De acordo com o desembargador, os parlamentares narram que a autoridade coatora permitiu a tramitação completa da Proposta da Emenda Constitucional n° 005/2020 que visava a alteração da data de eleição da nova Mesa Diretora da Casa para o biênio 2021/2022 em um único dia, atropelando o rito constitucional e os prazos estabelecidos em Regimento Interno para cada fase de tramitação.

“Destacam que a apresentação da proposta de emenda, a aprovação do regime de urgência, os pareceres, a tramitação nas comissões de Constituição e Justiça e Especial, a aprovação em dois turnos de votação, a promulgação e até mesmo publicação no diário oficial do Poder Legislativo – ou seja, todos os atos individuais que compõem o complexo processo legislativo – ocorreram em poucas horas do mesmo dia 03/12/2020”, disse o desembargador no documento.

Conforme o desembargador, também ressaltam que o artigo. 29, inciso 4º, inciso II, da CEAM, que previa que a eleição para Mesa Diretora ocorreria na última reunião ordinária da segunda sessão legislativa, datada para 16/12/2020, foi alterado passando a permitir a eleição dentro dos trinta dias que antecedem a última reunião ordinária. Sendo assim, com o elastecimento do permissivo normativo, a autoridade coatora marcou para o mesmo dia 03/12/2020 a eleição em si, em que, após ultimada a votação, ela mesma se sagrou vencedora como membro eleito da nova Mesa Diretora.

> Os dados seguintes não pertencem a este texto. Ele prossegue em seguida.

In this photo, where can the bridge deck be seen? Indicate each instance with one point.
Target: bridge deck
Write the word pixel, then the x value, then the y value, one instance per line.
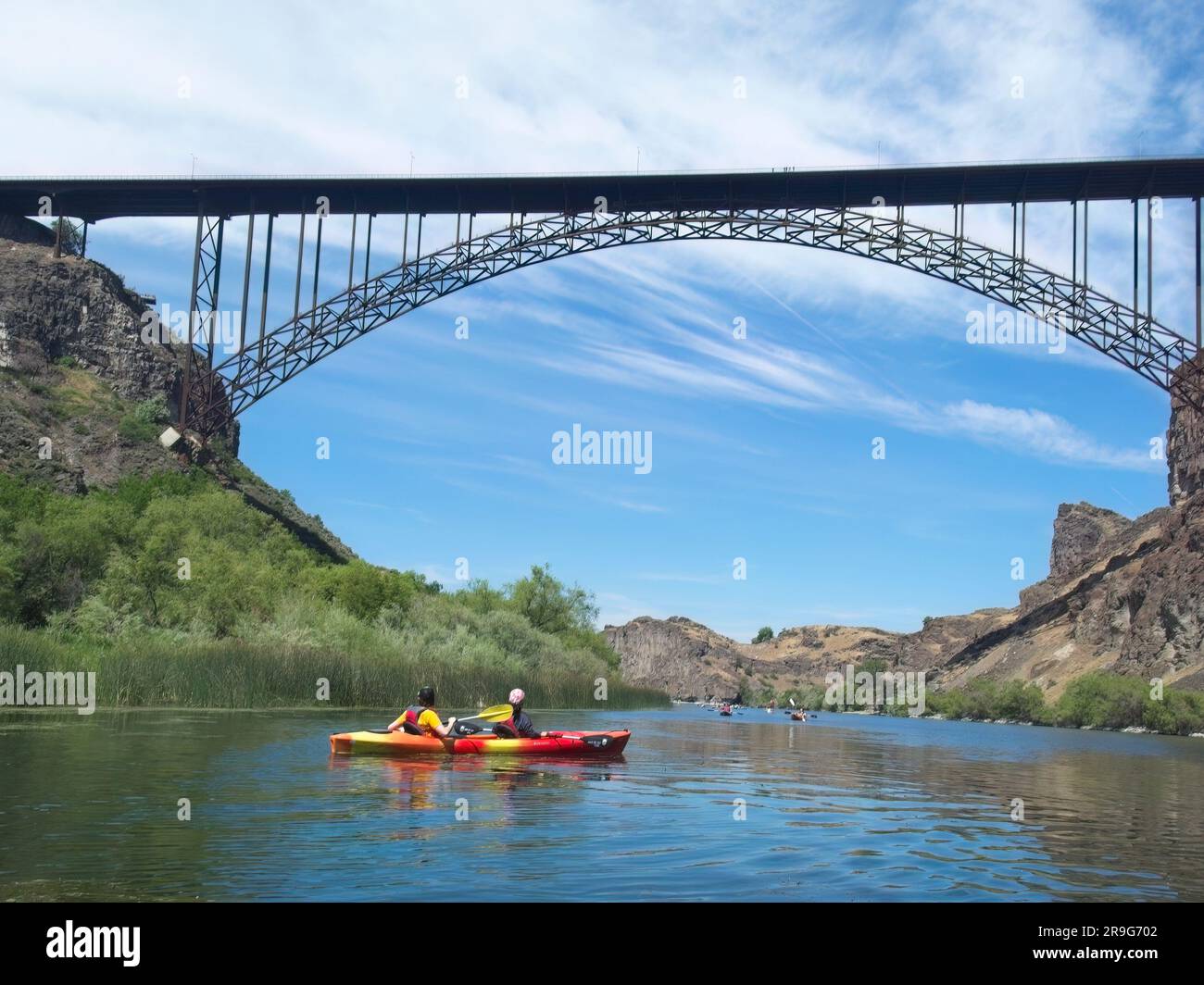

Após analisar os argumentos dos deputados, o desembargador resolveu deferir o pedido e suspender a sessão. “Ante o exposto, com sólida base nos fundamentos jurídicos e balizas do caso concreto, DEFIRO a liminar pleiteada a fim de suspender os efeitos da sessão legislativa do dia 03/12/2020, inclusive suspendendo a vigência da Emenda Constitucional n° 121/2020 e de seus consectários, como a eleição da Mesa Diretora realizada no dia 03/12/2020, até ulterior deliberação”, disse o desembargador no documento.